Perennial, mostly hardy herbaceous plants, with wide-spreading roots, stems to 1—2 ft (30—60 cm), and rounded or pointed leaves. Inconspicuous purplish or white flowers in July-August. Species cultivated: M. spicata, common mint, spearmint; M. rotundifolia, apple mint, smelling of apples; M. citrata ‘Eau de Cologne’; M. rofundi folia variegata, green and cream edged leaves; pineapple mint, will not survive winter cold and damp. M. piperita, pepper mint.; M. aquatica, water mint. Origin, Europe including Britain.
Mainly culinary, the leaves having varying fragrances and flavours as above. Leaves contain menthol and are good for summer drinks, and M. citrata is said to be an ingredient of Chartreuse liqueur. M. piperita leaves make a good digestive tea, so also does M. aquatica. Pepper mint is much used also in confectionery.
Used by the Greeks and Romans, mentioned in the Bible, and widely used in Britain since at least the 9th century, when it was included in the monastic list of herbs. It has always been popular in this country up to, and including, the present day. Chaucer mentioned it in a poem, and Culpeper said that ‘Applied with salt, it helps the bites of mad dogs’.
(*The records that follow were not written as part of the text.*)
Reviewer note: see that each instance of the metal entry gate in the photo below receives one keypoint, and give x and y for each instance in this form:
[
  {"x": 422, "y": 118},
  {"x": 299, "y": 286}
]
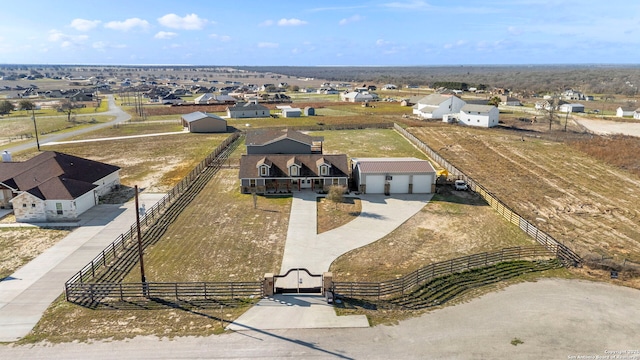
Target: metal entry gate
[{"x": 299, "y": 281}]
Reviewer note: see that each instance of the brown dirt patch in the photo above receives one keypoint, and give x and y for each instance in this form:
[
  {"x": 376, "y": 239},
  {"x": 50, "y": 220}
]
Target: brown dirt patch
[{"x": 333, "y": 215}]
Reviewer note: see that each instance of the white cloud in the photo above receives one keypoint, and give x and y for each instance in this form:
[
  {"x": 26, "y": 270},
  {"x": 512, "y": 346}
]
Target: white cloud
[
  {"x": 268, "y": 45},
  {"x": 411, "y": 5},
  {"x": 66, "y": 40},
  {"x": 102, "y": 46},
  {"x": 165, "y": 35},
  {"x": 291, "y": 22},
  {"x": 223, "y": 38},
  {"x": 127, "y": 24},
  {"x": 84, "y": 25},
  {"x": 351, "y": 19},
  {"x": 188, "y": 22}
]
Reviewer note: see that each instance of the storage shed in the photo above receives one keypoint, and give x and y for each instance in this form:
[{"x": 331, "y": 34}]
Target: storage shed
[{"x": 393, "y": 175}]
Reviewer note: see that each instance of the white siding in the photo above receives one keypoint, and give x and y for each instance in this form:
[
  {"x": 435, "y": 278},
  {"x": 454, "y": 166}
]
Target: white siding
[
  {"x": 422, "y": 184},
  {"x": 375, "y": 183},
  {"x": 399, "y": 184}
]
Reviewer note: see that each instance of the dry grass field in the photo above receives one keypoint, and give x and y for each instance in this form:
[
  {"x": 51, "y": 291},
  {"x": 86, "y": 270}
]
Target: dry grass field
[{"x": 590, "y": 204}]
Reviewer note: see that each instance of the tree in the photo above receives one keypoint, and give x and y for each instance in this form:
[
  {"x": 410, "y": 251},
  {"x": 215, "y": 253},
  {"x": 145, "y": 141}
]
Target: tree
[
  {"x": 336, "y": 194},
  {"x": 495, "y": 101},
  {"x": 6, "y": 107},
  {"x": 26, "y": 105}
]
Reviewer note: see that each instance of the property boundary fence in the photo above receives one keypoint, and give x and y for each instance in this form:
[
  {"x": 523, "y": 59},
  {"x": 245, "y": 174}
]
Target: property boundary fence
[
  {"x": 566, "y": 255},
  {"x": 93, "y": 293},
  {"x": 409, "y": 282},
  {"x": 127, "y": 241}
]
Plant between autumn and spring; propagate by
division at these seasons also, or lift rooted stems and plant these. Damp soil is preferred, but it grows so easily that it needs curbing rather than encouraging, except for pineapple mint, which is slow to grow and less vigorous. It is advisable to root cuttings of this and keep them in the greenhouse through the winter; all will grow well in containers. If rust infects the plants, (small red-brown spots on leaves and stems) destroy them and plant afresh in a different place.